COLORADO SPRINGS, Colo. - It’s just like that movie: if you build it, they will come.
And, have they ever.
A little more than 30 years ago, Powers Boulevard was a two-lane dirt road. Today, it’s a busy six lane corridor, flanked by homes and retail stores.
In that same time frame, El Paso County’s population nearly doubled: in 1985, 368,506 people lived in the county; today, population numbers hover near 700,000.
It’s no surprise, then, that the 80922 zip code – on the east side of Colorado Springs – was ranked in the top ten hottest markets in America. New home construction here is up by an impressive 19.5% in the last seven years. Most of the homes here are owned by millennials, who want a slice of the American Dream.
“That, historically, has been single family detached residential development,” said Peter Wysocki, Colorado Springs’ Director of Planning and Development.
While city limits in Colorado Springs haven’t changed since the acquisition of Banning Lewis Ranch since the 80s, there have been countless areas of infill – both business and residential development.
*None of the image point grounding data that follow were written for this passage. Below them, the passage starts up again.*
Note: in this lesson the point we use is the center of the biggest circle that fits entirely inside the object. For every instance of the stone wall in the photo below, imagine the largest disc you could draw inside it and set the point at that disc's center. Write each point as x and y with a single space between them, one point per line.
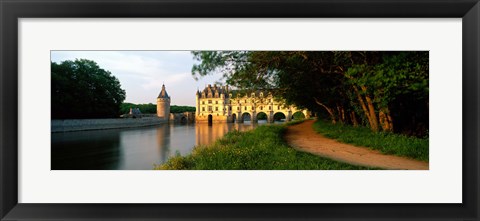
101 124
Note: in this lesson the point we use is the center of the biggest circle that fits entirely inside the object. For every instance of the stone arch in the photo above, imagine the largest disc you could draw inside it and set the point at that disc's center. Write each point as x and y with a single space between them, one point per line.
210 119
298 115
246 116
183 119
262 115
280 116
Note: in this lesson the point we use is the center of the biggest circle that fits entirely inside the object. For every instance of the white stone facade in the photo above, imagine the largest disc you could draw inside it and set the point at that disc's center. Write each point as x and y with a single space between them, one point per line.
219 104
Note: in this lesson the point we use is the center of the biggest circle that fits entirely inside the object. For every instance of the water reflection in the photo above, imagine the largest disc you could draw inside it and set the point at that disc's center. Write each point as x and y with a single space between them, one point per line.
133 148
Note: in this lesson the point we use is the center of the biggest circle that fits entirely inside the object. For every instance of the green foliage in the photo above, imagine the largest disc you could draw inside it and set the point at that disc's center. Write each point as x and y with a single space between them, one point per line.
81 89
259 149
332 81
152 108
387 143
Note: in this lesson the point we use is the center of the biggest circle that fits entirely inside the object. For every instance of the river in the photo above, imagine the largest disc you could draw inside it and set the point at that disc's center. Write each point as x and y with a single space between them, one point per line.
133 148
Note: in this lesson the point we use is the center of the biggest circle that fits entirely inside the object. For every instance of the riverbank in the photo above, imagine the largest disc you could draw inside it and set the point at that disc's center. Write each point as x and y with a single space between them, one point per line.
260 149
69 125
304 138
386 143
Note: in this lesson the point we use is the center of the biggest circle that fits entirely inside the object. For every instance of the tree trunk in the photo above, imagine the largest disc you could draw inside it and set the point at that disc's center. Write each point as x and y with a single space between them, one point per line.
385 120
341 114
354 119
368 108
329 110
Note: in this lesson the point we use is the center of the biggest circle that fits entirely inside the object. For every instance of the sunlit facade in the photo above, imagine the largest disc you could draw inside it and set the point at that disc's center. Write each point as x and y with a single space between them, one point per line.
217 104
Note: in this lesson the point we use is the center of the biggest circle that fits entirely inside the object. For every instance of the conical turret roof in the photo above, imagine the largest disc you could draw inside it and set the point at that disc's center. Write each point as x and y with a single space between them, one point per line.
163 93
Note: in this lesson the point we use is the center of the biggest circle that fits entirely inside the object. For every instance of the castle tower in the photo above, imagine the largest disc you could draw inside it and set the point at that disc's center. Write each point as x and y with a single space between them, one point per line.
163 104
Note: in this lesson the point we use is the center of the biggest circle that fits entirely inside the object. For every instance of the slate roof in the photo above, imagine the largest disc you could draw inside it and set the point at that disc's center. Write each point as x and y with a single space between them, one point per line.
163 93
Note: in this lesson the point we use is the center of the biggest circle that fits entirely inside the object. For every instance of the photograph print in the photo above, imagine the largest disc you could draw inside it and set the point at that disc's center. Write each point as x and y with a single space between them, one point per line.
239 110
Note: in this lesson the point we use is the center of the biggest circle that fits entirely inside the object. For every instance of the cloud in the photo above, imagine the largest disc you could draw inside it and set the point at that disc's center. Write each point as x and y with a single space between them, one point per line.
142 73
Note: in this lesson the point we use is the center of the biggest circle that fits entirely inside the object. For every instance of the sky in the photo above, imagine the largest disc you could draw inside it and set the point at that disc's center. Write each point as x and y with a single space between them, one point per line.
142 73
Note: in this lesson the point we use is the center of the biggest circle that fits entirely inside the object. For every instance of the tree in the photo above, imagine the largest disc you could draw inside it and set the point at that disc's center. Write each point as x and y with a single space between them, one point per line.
370 88
81 89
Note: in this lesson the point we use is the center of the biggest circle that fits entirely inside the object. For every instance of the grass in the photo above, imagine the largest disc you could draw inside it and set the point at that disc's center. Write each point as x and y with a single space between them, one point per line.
260 149
387 143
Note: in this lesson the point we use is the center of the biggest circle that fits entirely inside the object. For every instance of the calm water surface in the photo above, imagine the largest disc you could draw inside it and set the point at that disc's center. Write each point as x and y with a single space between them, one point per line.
133 148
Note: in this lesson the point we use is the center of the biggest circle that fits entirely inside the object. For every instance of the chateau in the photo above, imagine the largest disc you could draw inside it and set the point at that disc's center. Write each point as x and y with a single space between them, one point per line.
163 104
219 104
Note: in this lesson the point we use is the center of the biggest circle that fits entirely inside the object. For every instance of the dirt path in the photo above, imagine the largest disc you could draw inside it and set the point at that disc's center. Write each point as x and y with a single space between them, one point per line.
303 137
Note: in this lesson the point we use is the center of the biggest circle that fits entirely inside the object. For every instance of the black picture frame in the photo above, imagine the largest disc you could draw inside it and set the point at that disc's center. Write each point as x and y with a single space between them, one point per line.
12 10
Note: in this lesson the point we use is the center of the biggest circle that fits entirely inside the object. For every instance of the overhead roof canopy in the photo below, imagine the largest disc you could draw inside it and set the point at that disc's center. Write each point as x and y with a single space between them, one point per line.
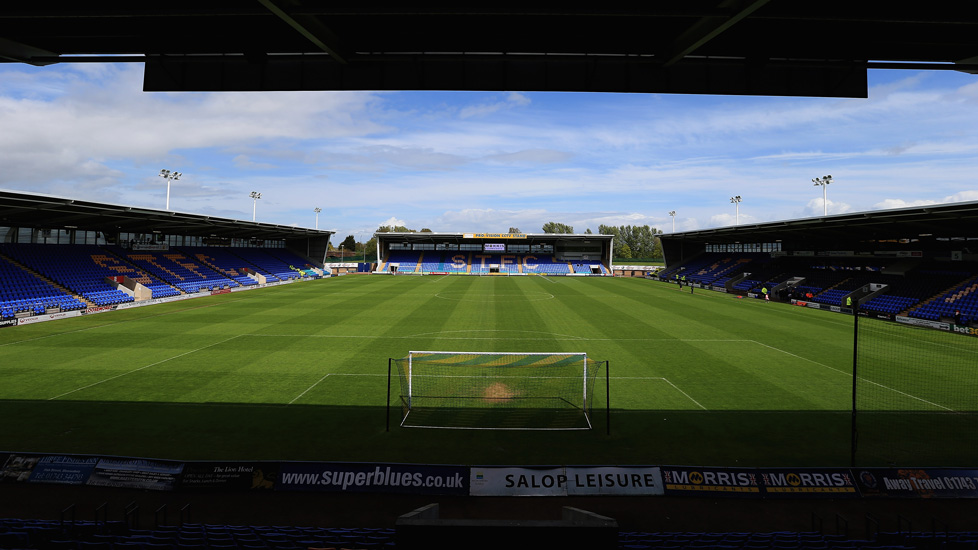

See annexation timeline here.
Add more people in town, plus growth to the east, and it’s an equation that equals congestion.
“We need help to develop the existing arterial system within the city,” said Kathleen Krager, Senior Traffic Engineer for Colorado Springs.
Getting from east to west or vice versa is a struggle she is well aware of, and while there are plans to connect Research to Black Forest Roads; Powers to I-25; she admits, “lanes usually aren’t the solution.”
Instead, Krager said drivers will start to see more “creative” intersections, like the Continuous Flow Intersection at Woodmen and Union, or the Diverging Diamond at Fillmore and I-25.
Housing developers are also taking note: more people are desire “mini cities” within neighborhoods – grocery stores, restaurants, shops – within walking or biking distance to their home, rather than long commutes to the city center.
Colorado Springs residents should expect more additions downtown, too: plans are in the works to build 5,000 condos and apartments over the next 10 to 15 years, according to city planners.